Never a dull moment en er dienen zich wekelijks genoeg van die voorbeeldjes aan waar ik een goeie vijf seconden enthousiast van word, maar die zich vervolgens in een laatje in mijn hoofd nestelen dat ik eigenlijk nooit meer open trek.
Dit weekend was het weer zover. Ik stond op een zomers barbecuefeest diep in de Belgische binnenlanden. Er waren oude vrienden, nieuwe vrienden en genoeg hyperactieve kids om een schoolklas mee te vullen. De namiddag vloeide over in de avond die vanzelf in de nacht overging. Worstjes en gamba’s bevolkten de grillroosters en het bier stroomde rijkelijk. Er werd gelachen, gediscussieerd en geprezen. Praat en klets genoeg en de keren dat ik dacht, “dáár zal ik eens een leuk stukje over schrijven!” waren legio.

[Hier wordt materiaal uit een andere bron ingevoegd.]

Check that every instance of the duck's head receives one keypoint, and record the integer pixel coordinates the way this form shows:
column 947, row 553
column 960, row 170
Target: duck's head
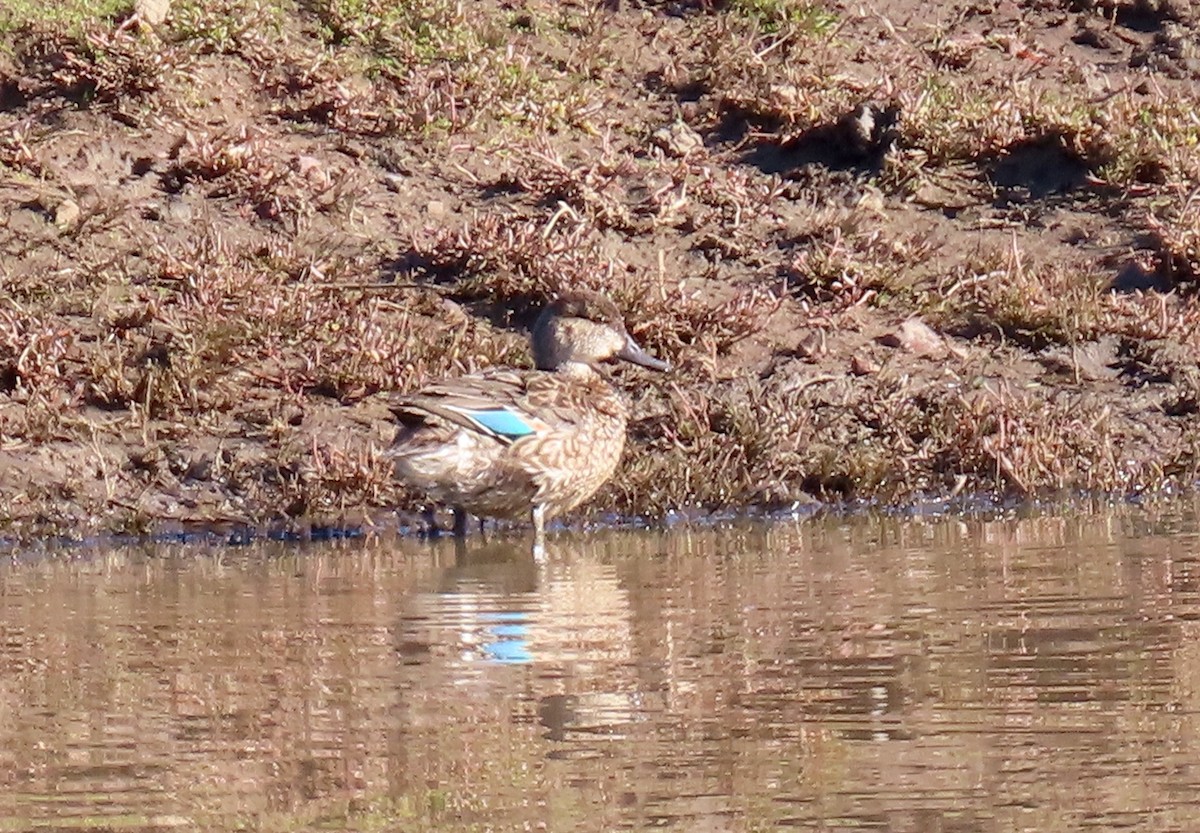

Nu het einde van dit stukje nadert, is (als het goed is) de nieuwsgierigheid gewekt. Ik hoor het je denken: “Wat dan, Pascal, wát was de geniale ingeving die je dit weekend mocht ervaren en waar hierboven een tergend lange inleiding voor wordt gegeven?!”
Het antwoord moet ik je verschuldigd blijven. Misschien was het deze keer wel de selectieve vergeetachtigheid waar veel mannen mee te kampen hebben. Wie zal het zeggen?